ATMOSPHERIC ELECTRICITY


Electricity plays such an important part in modern life that in order to get it, men have been burning millions of tons of coal. Coal is burned instead of its being mainly used as a source of valuable chemical substances which it contains. Therefore, finding new sources of electric power is a most important problem that scientists and engineers try to solve. In this connection one might ask: "Is it possible to develop methods of harnessing lightning?" In other words, could atmospheric electricity be changed into useful power?

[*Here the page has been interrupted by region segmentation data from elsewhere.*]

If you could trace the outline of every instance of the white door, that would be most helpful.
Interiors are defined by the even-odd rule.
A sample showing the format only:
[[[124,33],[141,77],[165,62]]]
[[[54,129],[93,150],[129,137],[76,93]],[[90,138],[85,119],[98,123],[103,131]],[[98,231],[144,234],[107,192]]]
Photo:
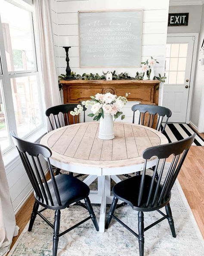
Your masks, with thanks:
[[[163,106],[172,112],[169,122],[185,122],[194,36],[167,37]]]

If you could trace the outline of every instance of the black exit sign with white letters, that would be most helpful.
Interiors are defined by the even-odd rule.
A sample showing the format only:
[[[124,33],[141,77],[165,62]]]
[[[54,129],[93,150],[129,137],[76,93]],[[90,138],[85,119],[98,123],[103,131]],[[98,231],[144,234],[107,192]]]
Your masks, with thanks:
[[[189,23],[189,14],[186,13],[169,13],[168,26],[187,26]]]

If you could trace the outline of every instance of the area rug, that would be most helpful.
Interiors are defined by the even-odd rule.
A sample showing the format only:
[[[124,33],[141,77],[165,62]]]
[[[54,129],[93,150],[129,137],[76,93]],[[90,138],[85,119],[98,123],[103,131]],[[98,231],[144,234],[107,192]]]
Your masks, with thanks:
[[[204,240],[178,181],[172,192],[170,205],[177,237],[172,237],[167,220],[162,221],[145,233],[145,255],[204,256]],[[98,220],[100,206],[93,207]],[[46,210],[43,214],[53,223],[53,211]],[[137,232],[137,212],[126,205],[117,209],[115,214]],[[144,215],[145,227],[161,218],[157,211]],[[79,206],[62,210],[60,232],[88,216],[87,211]],[[28,224],[8,256],[52,255],[53,230],[49,226],[37,216],[32,231],[28,232]],[[114,220],[104,233],[96,232],[89,220],[61,237],[58,248],[59,256],[139,255],[137,239]]]
[[[195,132],[196,135],[192,146],[204,146],[204,139],[187,124],[168,123],[163,133],[169,142],[174,142],[187,138]]]

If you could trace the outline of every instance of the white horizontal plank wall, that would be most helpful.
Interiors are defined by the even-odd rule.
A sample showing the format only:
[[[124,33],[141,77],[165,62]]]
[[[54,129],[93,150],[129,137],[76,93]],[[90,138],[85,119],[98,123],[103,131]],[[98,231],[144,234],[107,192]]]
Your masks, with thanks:
[[[80,68],[79,64],[78,11],[142,9],[143,18],[141,61],[151,56],[156,58],[155,73],[163,75],[164,70],[169,0],[51,0],[56,63],[58,74],[65,73],[65,51],[62,46],[71,46],[69,51],[70,66],[77,74],[102,74],[102,71],[127,72],[135,76],[139,68]],[[160,86],[160,105],[162,104],[162,86]],[[132,102],[133,104],[135,102]],[[130,114],[129,114],[130,115]]]
[[[40,160],[43,170],[46,172],[46,162],[42,156]],[[33,191],[32,186],[19,157],[9,164],[6,167],[6,171],[11,202],[14,212],[16,213]]]
[[[32,0],[24,0],[31,4]],[[52,20],[53,38],[57,32],[57,13],[55,1],[50,0],[50,9]],[[37,142],[39,142],[39,140]],[[10,154],[10,153],[9,153]],[[41,156],[40,157],[42,166],[44,171],[46,172],[47,164],[46,161]],[[26,199],[32,192],[33,189],[28,179],[25,169],[20,157],[18,156],[12,162],[5,166],[8,182],[10,190],[11,199],[15,214],[20,209]]]

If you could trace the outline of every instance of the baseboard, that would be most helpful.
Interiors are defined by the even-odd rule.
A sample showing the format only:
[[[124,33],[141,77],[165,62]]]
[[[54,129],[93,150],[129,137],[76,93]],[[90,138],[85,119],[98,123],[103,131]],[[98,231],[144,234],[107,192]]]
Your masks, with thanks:
[[[195,130],[196,131],[198,132],[198,127],[197,127],[195,125],[194,125],[193,123],[190,121],[189,124],[190,125],[191,125],[191,126],[192,127],[192,128]]]
[[[49,168],[47,168],[45,171],[45,175],[49,171]],[[20,203],[14,209],[14,214],[15,215],[21,209],[21,208],[23,206],[23,205],[25,203],[26,201],[28,199],[29,197],[31,195],[32,193],[33,192],[33,189],[32,188],[28,194],[24,197],[24,198],[21,200]]]

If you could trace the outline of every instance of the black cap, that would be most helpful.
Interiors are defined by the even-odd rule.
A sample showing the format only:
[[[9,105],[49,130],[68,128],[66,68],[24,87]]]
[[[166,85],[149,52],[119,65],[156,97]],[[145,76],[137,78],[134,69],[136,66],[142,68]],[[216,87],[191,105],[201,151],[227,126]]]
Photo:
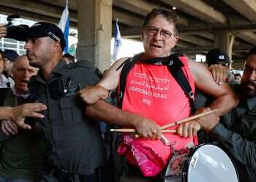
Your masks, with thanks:
[[[15,50],[5,50],[4,51],[4,58],[14,62],[17,57],[19,56],[18,54]]]
[[[27,39],[30,38],[45,36],[49,36],[54,41],[59,41],[62,50],[64,50],[66,41],[64,33],[62,31],[53,23],[38,22],[31,27],[26,25],[20,25],[10,27],[7,29],[7,37],[15,39],[18,41],[27,41]]]
[[[62,50],[66,47],[65,37],[62,31],[55,24],[47,22],[39,22],[29,28],[27,38],[49,36],[56,41],[59,41]]]
[[[225,51],[222,51],[217,48],[208,52],[206,59],[208,66],[230,63],[230,60],[227,54]]]

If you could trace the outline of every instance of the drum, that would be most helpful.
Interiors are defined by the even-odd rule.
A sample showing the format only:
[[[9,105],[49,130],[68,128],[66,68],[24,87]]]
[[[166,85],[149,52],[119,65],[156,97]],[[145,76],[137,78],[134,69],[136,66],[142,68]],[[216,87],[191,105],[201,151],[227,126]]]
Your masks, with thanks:
[[[202,144],[170,159],[164,182],[236,182],[238,173],[232,161],[219,147]]]

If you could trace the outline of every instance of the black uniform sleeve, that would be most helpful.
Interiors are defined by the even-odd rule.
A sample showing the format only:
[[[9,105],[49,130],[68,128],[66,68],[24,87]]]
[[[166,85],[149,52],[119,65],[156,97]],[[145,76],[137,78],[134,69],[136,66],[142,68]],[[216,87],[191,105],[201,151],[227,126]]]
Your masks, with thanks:
[[[233,157],[244,165],[256,169],[256,143],[219,123],[211,133],[218,138]]]

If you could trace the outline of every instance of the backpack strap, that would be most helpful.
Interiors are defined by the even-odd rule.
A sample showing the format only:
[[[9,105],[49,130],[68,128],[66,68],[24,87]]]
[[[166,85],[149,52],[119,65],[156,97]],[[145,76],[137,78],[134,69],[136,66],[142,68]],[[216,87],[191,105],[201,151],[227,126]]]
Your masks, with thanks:
[[[124,95],[124,90],[125,90],[125,86],[127,84],[127,78],[128,76],[128,74],[129,71],[132,69],[132,68],[135,65],[137,60],[138,60],[140,58],[140,55],[143,54],[143,52],[139,53],[138,55],[135,55],[132,58],[129,58],[124,61],[124,63],[116,69],[118,71],[121,68],[122,66],[122,70],[120,73],[120,80],[119,80],[119,87],[118,87],[118,106],[121,108],[123,104],[123,98]]]
[[[181,67],[183,66],[184,64],[180,60],[178,55],[173,55],[167,65],[168,69],[183,91],[185,92],[187,97],[189,98],[192,113],[194,114],[196,111],[194,103],[194,93],[186,76],[184,75],[184,71],[181,69]]]

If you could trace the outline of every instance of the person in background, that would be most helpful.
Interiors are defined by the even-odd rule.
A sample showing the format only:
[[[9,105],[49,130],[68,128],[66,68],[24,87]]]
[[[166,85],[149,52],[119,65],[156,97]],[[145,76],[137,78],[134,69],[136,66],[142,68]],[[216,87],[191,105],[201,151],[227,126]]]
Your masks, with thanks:
[[[233,87],[239,95],[238,105],[221,117],[214,114],[197,119],[211,137],[229,153],[238,169],[241,182],[256,181],[256,47],[246,55],[241,84]],[[201,95],[204,100],[209,98]],[[195,103],[203,99],[196,97]],[[206,111],[208,111],[206,109]],[[199,121],[200,120],[200,121]]]
[[[0,23],[0,38],[7,36],[7,29],[5,24]],[[2,72],[4,71],[4,62],[3,52],[0,50],[0,91],[1,88],[12,87],[14,82],[11,79],[3,77]],[[9,83],[9,84],[8,84]],[[5,98],[0,94],[1,100]],[[1,103],[1,102],[0,102]],[[43,118],[44,115],[40,114],[40,111],[45,110],[46,106],[39,103],[25,103],[15,107],[4,107],[0,104],[0,119],[7,119],[15,122],[19,124],[19,126],[23,128],[30,129],[31,127],[24,123],[26,117],[37,117]]]
[[[12,78],[6,76],[4,74],[4,52],[0,50],[0,89],[13,87],[14,82]]]
[[[62,60],[67,62],[67,64],[75,63],[75,57],[69,53],[65,53],[62,56]]]
[[[4,106],[17,106],[28,95],[28,82],[37,74],[26,55],[18,56],[12,68],[15,87],[9,89]],[[18,128],[10,120],[1,121],[0,181],[32,182],[42,173],[45,142],[37,125],[31,130]]]
[[[234,74],[234,79],[238,84],[241,83],[241,76],[240,74]]]
[[[18,56],[15,50],[5,50],[4,51],[4,74],[9,77],[12,77],[13,62]]]
[[[231,60],[229,58],[227,52],[221,50],[219,48],[214,48],[209,50],[206,55],[206,64],[208,66],[208,69],[212,73],[215,81],[219,84],[223,84],[223,82],[226,82],[228,84],[234,84],[234,76],[230,70],[229,69]],[[218,78],[219,75],[217,75],[218,73],[215,72],[214,65],[219,66],[219,68],[220,71],[225,71],[227,74],[226,79],[225,82],[222,81],[223,78]],[[225,67],[226,68],[223,68]],[[222,68],[222,69],[221,69]],[[222,74],[220,75],[222,75]]]

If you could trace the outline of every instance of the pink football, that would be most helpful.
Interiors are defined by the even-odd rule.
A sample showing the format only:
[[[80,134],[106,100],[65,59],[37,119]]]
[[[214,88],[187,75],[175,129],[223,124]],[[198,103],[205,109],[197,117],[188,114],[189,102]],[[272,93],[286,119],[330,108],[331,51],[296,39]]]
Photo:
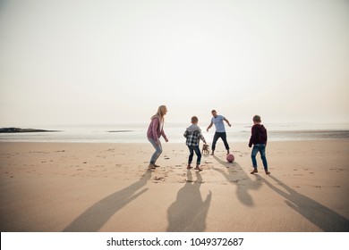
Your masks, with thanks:
[[[233,162],[234,159],[235,157],[234,157],[232,154],[226,155],[226,161],[228,161],[228,162]]]

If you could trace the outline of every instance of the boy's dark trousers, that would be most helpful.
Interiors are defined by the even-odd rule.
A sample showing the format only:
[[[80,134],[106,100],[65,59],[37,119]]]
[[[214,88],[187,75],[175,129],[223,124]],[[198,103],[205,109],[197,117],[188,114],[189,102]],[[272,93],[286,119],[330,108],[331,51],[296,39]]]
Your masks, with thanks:
[[[213,142],[212,142],[212,151],[215,151],[216,143],[219,138],[222,138],[223,142],[225,143],[226,149],[229,150],[230,149],[229,145],[228,145],[228,142],[226,141],[226,132],[222,132],[222,133],[216,132],[215,136],[213,138]]]

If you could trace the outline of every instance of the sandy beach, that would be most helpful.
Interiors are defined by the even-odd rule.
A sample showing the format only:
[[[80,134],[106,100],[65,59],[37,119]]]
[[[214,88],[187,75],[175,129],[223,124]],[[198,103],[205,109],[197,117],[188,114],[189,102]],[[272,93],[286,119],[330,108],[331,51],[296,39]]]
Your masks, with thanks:
[[[270,176],[245,143],[200,172],[163,147],[151,171],[150,144],[0,143],[1,231],[349,231],[349,139],[269,142]]]

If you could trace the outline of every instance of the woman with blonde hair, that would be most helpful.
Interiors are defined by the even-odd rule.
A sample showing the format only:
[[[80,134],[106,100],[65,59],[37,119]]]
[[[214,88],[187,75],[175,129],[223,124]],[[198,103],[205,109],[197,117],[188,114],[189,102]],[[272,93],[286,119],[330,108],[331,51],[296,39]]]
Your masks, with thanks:
[[[157,109],[157,112],[151,117],[151,121],[149,127],[148,128],[147,137],[149,141],[155,148],[155,152],[150,158],[150,163],[149,168],[154,170],[155,168],[159,167],[155,162],[157,162],[158,156],[162,153],[162,146],[160,142],[160,137],[162,136],[166,142],[168,142],[167,137],[164,131],[164,116],[167,112],[167,108],[165,105],[161,105]]]

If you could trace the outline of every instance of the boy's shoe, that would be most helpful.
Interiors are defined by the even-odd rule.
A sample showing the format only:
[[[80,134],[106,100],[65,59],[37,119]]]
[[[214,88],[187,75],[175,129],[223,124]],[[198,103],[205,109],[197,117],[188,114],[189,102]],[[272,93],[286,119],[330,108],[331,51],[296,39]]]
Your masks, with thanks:
[[[257,169],[254,169],[251,173],[251,174],[254,174],[254,173],[256,173],[256,172],[258,172],[258,170],[257,170]]]

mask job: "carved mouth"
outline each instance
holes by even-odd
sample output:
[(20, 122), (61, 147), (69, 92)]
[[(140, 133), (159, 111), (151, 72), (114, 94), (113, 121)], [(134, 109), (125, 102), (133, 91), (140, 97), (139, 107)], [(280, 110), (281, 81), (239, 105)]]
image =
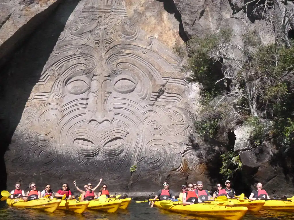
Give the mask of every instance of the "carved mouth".
[(74, 146), (78, 154), (86, 157), (94, 157), (99, 153), (100, 148), (92, 141), (84, 138), (77, 138), (74, 141)]

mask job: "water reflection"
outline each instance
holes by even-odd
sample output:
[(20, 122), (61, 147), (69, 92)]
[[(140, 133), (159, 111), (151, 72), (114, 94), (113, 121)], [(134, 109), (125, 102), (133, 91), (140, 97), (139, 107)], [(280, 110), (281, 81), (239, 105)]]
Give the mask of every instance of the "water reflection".
[[(293, 210), (294, 211), (294, 210)], [(211, 218), (199, 217), (171, 212), (155, 208), (151, 209), (147, 203), (136, 203), (132, 201), (128, 210), (119, 210), (115, 213), (87, 210), (83, 214), (57, 210), (51, 213), (28, 209), (19, 209), (0, 203), (0, 219), (11, 219), (40, 220), (210, 220)], [(242, 220), (289, 220), (294, 219), (293, 213), (268, 210), (250, 212), (246, 214)]]

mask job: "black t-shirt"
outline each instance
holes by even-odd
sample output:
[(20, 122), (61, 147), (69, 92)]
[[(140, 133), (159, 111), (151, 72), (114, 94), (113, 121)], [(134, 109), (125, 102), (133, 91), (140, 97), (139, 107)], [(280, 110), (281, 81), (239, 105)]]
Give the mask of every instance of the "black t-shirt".
[[(234, 195), (236, 194), (236, 192), (233, 189), (231, 188), (229, 189), (228, 189), (226, 187), (225, 188), (225, 191), (227, 192), (227, 194), (228, 194), (228, 195), (230, 198), (233, 198), (234, 197)], [(233, 196), (232, 196), (231, 193), (233, 193)]]
[[(173, 196), (175, 196), (175, 193), (171, 189), (169, 189), (169, 190), (170, 198), (171, 198)], [(160, 197), (160, 194), (161, 194), (161, 189), (159, 189), (156, 193), (156, 195), (158, 197), (158, 198)]]

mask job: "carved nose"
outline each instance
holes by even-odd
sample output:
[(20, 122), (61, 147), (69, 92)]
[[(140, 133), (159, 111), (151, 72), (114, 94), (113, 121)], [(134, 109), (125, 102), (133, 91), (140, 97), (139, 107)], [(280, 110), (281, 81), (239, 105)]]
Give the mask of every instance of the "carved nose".
[(97, 121), (101, 124), (105, 121), (108, 121), (111, 123), (114, 119), (114, 113), (111, 111), (107, 112), (96, 111), (92, 112), (87, 111), (86, 112), (86, 121), (88, 124), (92, 121)]

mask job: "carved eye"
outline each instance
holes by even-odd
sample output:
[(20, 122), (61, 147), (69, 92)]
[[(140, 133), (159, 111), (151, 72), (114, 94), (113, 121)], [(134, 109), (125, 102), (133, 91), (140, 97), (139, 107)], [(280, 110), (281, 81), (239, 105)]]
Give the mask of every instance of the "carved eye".
[(85, 77), (74, 77), (66, 83), (66, 88), (71, 94), (83, 94), (90, 88), (89, 81), (89, 79)]
[(126, 94), (131, 92), (136, 88), (136, 80), (126, 75), (117, 77), (113, 85), (114, 90), (119, 93)]

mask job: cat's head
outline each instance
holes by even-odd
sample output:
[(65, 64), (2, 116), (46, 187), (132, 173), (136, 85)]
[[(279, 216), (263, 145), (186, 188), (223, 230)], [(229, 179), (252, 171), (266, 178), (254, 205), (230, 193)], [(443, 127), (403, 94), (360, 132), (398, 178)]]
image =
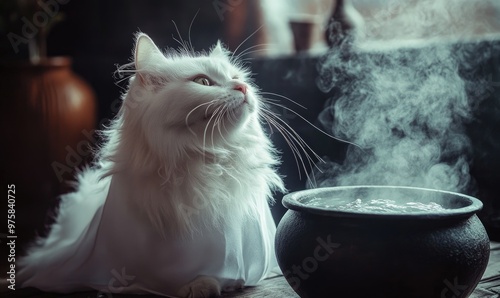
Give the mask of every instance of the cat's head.
[(140, 33), (134, 65), (125, 121), (158, 150), (172, 142), (204, 148), (227, 143), (257, 121), (259, 101), (248, 71), (220, 42), (209, 52), (162, 53)]

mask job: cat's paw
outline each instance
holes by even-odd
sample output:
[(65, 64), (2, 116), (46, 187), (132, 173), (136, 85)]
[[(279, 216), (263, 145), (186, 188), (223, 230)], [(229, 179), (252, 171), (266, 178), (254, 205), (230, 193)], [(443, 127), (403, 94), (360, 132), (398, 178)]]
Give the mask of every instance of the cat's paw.
[(198, 276), (183, 286), (177, 295), (183, 298), (209, 298), (220, 296), (220, 284), (210, 276)]

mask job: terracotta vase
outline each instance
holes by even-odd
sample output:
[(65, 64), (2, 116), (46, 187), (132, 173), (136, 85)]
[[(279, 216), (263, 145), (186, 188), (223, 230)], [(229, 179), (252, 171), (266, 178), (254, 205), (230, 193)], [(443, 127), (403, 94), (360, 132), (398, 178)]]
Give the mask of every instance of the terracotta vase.
[(2, 183), (15, 184), (17, 233), (43, 226), (65, 181), (90, 157), (95, 96), (71, 63), (56, 57), (0, 64)]

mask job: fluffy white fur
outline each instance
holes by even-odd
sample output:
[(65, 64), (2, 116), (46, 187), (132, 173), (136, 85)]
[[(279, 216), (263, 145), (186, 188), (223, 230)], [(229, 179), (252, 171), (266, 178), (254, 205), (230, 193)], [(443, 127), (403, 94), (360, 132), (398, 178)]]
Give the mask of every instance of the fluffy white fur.
[(196, 297), (269, 276), (268, 201), (283, 183), (247, 71), (220, 43), (162, 53), (145, 34), (134, 66), (96, 166), (19, 260), (18, 282), (116, 292), (124, 269), (122, 293)]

Indeed, hundreds of millions of volts are required for a lightning spark about one and a half kilometre long. How­ever, this does not represent very much power because of the intervals between single thunderstorms. As for the power spent in producing lightning flashes all over the world, it is only about 1/10,000 of the power got by mankind from the sun, both in the form of light and that of heat. Thus, the source in question may interest only the scientists of the future.

It has already been mentioned in Lesson 4 that atmos­pheric electricity is the earliest manifestation of electricity known to man. However, nobody understood that phenome­non and its properties until Benjamin Franklin made his kite experiment. On studying the Leyden jar (for long years the only known condenser), Franklin began thinking that lightning was a strong spark of electricity. He began exper­imenting in order to draw electricity from the clouds to the earth. The story about his famous kite is known all over the world.

On a stormy day Franklin and his son went into the country taking with them some necessary things such as: a kite with a long string, a key and so on. The key was connected to the lower end of the string. "If lightning is the same as electric­ity," he thought, "then some of its sparks must come down the kite string to the key." Soon the kite was flying high among the clouds where lightning flashed. However, the kite having been raised, some time passed before there was any proof of its being electrified. Then the rain fell and wetted the string. The wet string conducted the electricity from the clouds down the string to the key. Franklin and his son both saw electric sparks which grew bigger and stronger. Thus, it was proved that lightning is a discharge of electricity like that got from the batteries of Leyden jars.

Trying to develop a method of protecting buildings during thunderstorms, Franklin continued studying that problem and invented the lightning conductor. He wrote necessary instructions for the installation of his invention, the principle of his lightning conductor being in use until now. Thus, protecting buildings from lightning strokes was the first discovery in the field of electricity employed for the good of mankind.